7. Apart from some other circumstances, as it appears, the prosecution proposes to prove in this case, and whether it will succeed in proving them or not is a different matter, the High Court has enumerated three circumstances in its impugned order. We may just add, and that is only for the purpose of a cursory observation for deciding the matter at this stage, that the story of assault on Tara Devi by the respondent a day prior to the occurrence is perhaps sought to be proved by the evidence of Chandreshwar Singh, the informant, and it seems, he would also try to say, rightly or wrongly that at the time of the said assault the respondent had given her a threat to kill her.
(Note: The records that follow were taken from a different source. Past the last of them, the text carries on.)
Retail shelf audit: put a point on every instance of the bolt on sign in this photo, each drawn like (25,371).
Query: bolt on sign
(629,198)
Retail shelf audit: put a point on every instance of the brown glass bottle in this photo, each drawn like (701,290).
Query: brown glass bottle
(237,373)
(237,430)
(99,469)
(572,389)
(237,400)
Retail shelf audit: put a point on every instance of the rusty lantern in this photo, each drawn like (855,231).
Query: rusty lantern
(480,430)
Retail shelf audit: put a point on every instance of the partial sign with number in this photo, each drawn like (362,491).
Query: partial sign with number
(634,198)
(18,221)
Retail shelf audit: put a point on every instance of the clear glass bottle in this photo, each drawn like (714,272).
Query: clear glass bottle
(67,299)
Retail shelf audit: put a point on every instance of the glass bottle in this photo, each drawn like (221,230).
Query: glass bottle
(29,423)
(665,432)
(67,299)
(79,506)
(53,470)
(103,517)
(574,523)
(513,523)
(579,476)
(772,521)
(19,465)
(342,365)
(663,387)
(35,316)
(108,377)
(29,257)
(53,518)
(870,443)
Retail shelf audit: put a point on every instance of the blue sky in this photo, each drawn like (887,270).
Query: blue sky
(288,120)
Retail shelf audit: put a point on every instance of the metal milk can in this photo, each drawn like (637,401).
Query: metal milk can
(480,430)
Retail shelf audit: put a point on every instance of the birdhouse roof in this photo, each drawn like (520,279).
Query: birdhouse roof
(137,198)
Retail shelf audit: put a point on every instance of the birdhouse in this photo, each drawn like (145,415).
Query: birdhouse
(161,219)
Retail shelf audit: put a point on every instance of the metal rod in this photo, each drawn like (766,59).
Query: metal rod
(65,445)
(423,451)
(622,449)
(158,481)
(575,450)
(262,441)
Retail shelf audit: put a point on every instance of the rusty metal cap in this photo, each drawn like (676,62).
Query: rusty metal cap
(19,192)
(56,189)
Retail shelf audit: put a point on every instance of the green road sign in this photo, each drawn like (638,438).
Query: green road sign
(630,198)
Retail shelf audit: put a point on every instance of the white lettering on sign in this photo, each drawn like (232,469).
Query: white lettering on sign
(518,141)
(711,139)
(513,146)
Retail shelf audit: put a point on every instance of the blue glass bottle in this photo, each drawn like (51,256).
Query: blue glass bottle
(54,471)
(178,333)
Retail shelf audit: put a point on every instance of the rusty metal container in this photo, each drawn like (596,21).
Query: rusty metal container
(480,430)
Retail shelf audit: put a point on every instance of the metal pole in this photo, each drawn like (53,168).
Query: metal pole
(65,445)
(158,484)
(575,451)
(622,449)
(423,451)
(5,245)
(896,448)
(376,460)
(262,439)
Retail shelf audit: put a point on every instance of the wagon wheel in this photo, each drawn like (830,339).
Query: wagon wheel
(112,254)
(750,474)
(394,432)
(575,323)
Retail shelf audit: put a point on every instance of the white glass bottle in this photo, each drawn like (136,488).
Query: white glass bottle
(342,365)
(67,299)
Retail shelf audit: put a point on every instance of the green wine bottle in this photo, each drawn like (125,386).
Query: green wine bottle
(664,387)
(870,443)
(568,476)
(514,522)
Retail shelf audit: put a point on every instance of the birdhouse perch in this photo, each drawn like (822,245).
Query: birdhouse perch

The High Court felt persuaded to take the view that the three circumstantial facts, even if proved, would not be incompatible with the innocence of the accused and then added. "There may be strong suspicion against the opposite party, but the three circumstances which I have just mentioned above, cannot be said to be incompatible with the defence of the accused". The said observation of the High Court is not quite apposite in the background of the law which we have enunciated above with reference to the provisions of Section 227 and 228 of the Code.” Again, the judgment (supra) is of no help to the petitioner, as the material available before the learned Trial Court was intrinsically untrustworthy, which was not rightly be made basis for proceeding against the respondents. So, the judgment (supra) is not applicable to the facts of the present case. 13. In view of what has been discussed hereinabove, the impugned order passed by the learned Trial Court and upheld by the Revisional Court is not required to be interfered with, as the same has been passed after appreciating the material, which has come on record, and also applying the law correctly to the facts of the case. Therefore, the petition sans merits, deserves dismissal and is accordingly dismissed. Pending applications, if any, also stands disposed of.